Они поднялись на второй этаж, и Лолли открыла дверь комнаты — ключ лежал на прикроватной тумбе. Первым делом она направилась к шкафу и, открыв его, с радостью обнаружила всю свою одежду на месте.
— А ведь это было такое хорошее пальто… — пробубнила она.
Солнце пробивалось через небольшое окно, и было в нем что-то этакое — игривое и радостное. Не то оттого, что они все же вернулись домой, и беготня закончилась, не то — по некой другой, необъяснимой причине. Как там говорил Супримус? Да, некоторые вещи нам не понять и не объяснить.
Лолли перевела взгляд на романтика, который с интересом разглядывал свое отражение в зеркале, поправляя волосы. Да, что-то действительно не объяснить и не понять — и почему они всегда таскаются вдвоем? Какой-то роман, определенно обреченный на провал — но, почему-то, все еще продолжающийся. К тому же, Ромио, как оказалось, не всегда может быть таким идиотом — он словно сошел со страниц книжки, и ему сложно принимать решения без помощи автора, который до этого прописывал все за него.
Может, из этого что-то, да и выйдет.
Девушка взяла с тумбы ключ, дошла до двери и захлопнула ее. Послышался щелчок замочной скважины, пронзивший тишину скрюченной загадкой.
Дона Роза хотела налить себя чаю, но не удержалась, и вместо этого плеснула в фарфоровую чашечку виски.
— Прямо как Эдрик, — подумала она и вновь разревелась, смотря заплаканными глазами в окно. Из-за слез все вокруг стало мутным и непонятным — это касалось не только изображения, но и будущего.

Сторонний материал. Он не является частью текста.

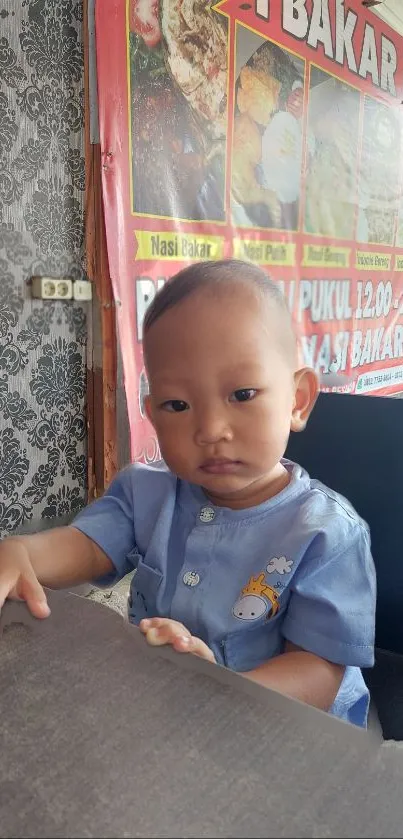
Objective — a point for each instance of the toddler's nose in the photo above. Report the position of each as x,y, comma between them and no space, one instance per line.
211,428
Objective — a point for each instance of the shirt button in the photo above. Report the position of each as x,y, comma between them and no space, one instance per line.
207,514
191,578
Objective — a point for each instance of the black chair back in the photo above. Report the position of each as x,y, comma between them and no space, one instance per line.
354,444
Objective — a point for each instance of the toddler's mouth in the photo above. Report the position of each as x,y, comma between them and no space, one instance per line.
220,466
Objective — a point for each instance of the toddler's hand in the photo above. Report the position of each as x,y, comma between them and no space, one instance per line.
161,631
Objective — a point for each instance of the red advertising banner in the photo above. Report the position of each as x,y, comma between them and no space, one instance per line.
270,131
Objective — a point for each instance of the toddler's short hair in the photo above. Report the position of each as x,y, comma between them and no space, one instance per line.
210,276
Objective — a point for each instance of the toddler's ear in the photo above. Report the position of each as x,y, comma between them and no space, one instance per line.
306,393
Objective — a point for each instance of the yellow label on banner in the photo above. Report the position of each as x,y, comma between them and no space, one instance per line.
265,253
325,256
175,247
373,261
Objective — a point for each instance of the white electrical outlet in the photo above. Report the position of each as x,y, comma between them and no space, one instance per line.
52,288
82,290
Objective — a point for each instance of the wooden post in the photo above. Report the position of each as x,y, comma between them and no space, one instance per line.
102,349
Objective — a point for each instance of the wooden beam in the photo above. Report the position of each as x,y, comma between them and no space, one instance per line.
102,355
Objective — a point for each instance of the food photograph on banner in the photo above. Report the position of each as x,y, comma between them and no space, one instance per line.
269,132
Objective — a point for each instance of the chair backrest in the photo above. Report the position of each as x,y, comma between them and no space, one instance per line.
354,444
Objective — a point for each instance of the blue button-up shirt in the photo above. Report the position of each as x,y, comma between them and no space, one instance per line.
297,567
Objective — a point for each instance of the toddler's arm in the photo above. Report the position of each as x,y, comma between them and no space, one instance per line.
301,675
57,558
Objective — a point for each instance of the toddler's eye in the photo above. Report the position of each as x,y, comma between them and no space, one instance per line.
243,395
175,406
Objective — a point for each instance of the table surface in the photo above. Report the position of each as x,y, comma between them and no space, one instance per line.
101,735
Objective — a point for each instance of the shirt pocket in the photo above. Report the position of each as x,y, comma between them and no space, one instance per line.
248,648
143,592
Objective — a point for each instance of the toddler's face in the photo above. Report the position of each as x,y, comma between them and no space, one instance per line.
223,394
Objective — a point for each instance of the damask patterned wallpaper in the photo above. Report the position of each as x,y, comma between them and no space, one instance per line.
42,345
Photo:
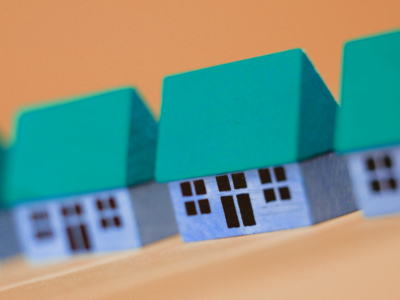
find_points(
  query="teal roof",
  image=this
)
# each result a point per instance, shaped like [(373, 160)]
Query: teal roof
[(370, 96), (263, 111), (97, 142), (2, 154)]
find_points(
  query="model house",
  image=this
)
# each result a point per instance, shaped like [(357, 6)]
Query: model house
[(247, 148), (368, 123), (81, 177), (9, 245)]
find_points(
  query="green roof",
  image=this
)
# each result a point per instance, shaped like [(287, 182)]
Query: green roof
[(263, 111), (97, 142), (370, 96), (2, 154)]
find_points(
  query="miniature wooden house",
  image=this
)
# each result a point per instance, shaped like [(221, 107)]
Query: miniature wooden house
[(81, 177), (246, 148), (368, 123), (9, 245)]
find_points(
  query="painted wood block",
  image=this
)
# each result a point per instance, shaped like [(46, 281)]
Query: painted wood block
[(81, 177), (370, 93), (9, 245), (367, 125), (96, 142), (261, 200), (375, 176), (98, 222), (269, 110), (244, 146)]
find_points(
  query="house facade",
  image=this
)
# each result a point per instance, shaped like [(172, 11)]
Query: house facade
[(91, 186), (239, 147), (9, 245), (367, 124)]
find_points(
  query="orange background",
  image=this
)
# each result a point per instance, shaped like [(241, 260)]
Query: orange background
[(53, 49)]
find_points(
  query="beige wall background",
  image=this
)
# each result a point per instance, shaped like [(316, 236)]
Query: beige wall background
[(55, 49)]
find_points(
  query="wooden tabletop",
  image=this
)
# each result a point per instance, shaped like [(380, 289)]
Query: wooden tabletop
[(345, 258)]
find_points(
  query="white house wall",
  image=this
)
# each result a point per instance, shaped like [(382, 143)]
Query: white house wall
[(269, 216), (386, 200), (101, 235)]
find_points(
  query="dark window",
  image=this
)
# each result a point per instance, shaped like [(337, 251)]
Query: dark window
[(392, 183), (223, 183), (230, 212), (99, 205), (280, 174), (200, 187), (112, 202), (375, 185), (284, 192), (65, 211), (265, 176), (186, 189), (387, 161), (117, 221), (269, 195), (370, 164), (246, 210), (78, 209), (78, 237), (204, 206), (239, 181), (190, 208), (41, 225)]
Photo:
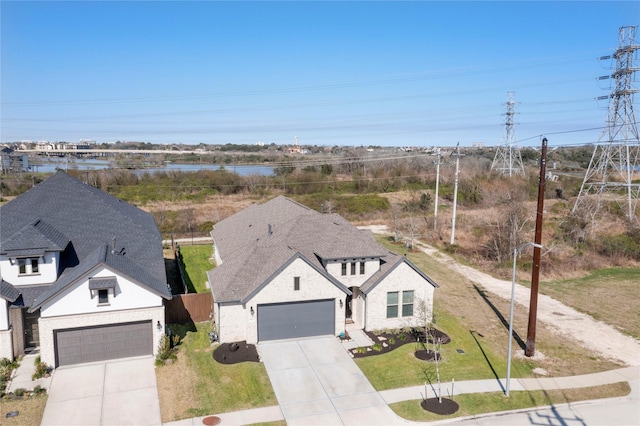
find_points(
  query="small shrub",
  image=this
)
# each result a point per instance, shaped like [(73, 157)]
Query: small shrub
[(38, 390), (41, 369), (165, 351)]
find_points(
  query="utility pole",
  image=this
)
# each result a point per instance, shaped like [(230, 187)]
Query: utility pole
[(614, 167), (435, 211), (455, 194), (537, 245)]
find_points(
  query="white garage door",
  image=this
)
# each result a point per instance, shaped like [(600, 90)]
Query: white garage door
[(299, 319), (100, 343)]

Когда-нибудь рана затянется — но рубец все равно будет напоминать о произошедшем.
Хозяйка Борделя сделала глоток виски, встрепенулась и уставилась в окно, не отводя глаз и просто смотря вперед — не на что-то конкретное.
Платз даже не всплывал в ее мыслях, затуманенных паутиной горя.
Его сознание переступило черту, перешло грань реальности и оказалась с обратной стороны, с изнанки, в огромном озере — это понимание ближе всего к существующему — нестабильности. Вокруг — только темнота, но при этом какая-то невероятная ясность событий.
Сознание Платза растворялось, растекалось и расплескивалось. Оно проникало всюду — в любую точку времени и пространства, и он узнавал все, что случилось и, возможно, должно случиться.
Его разум, то, что осталось от него, еще цеплялся за существование за гранью и подметил одно интересное событие. Платз четко увидел смерть мэра Бурббона, словно на встроенном в голову кинотеатре, и этот факт из прошлого сладким сиропом свалился на окончательно рассыпающееся сознание.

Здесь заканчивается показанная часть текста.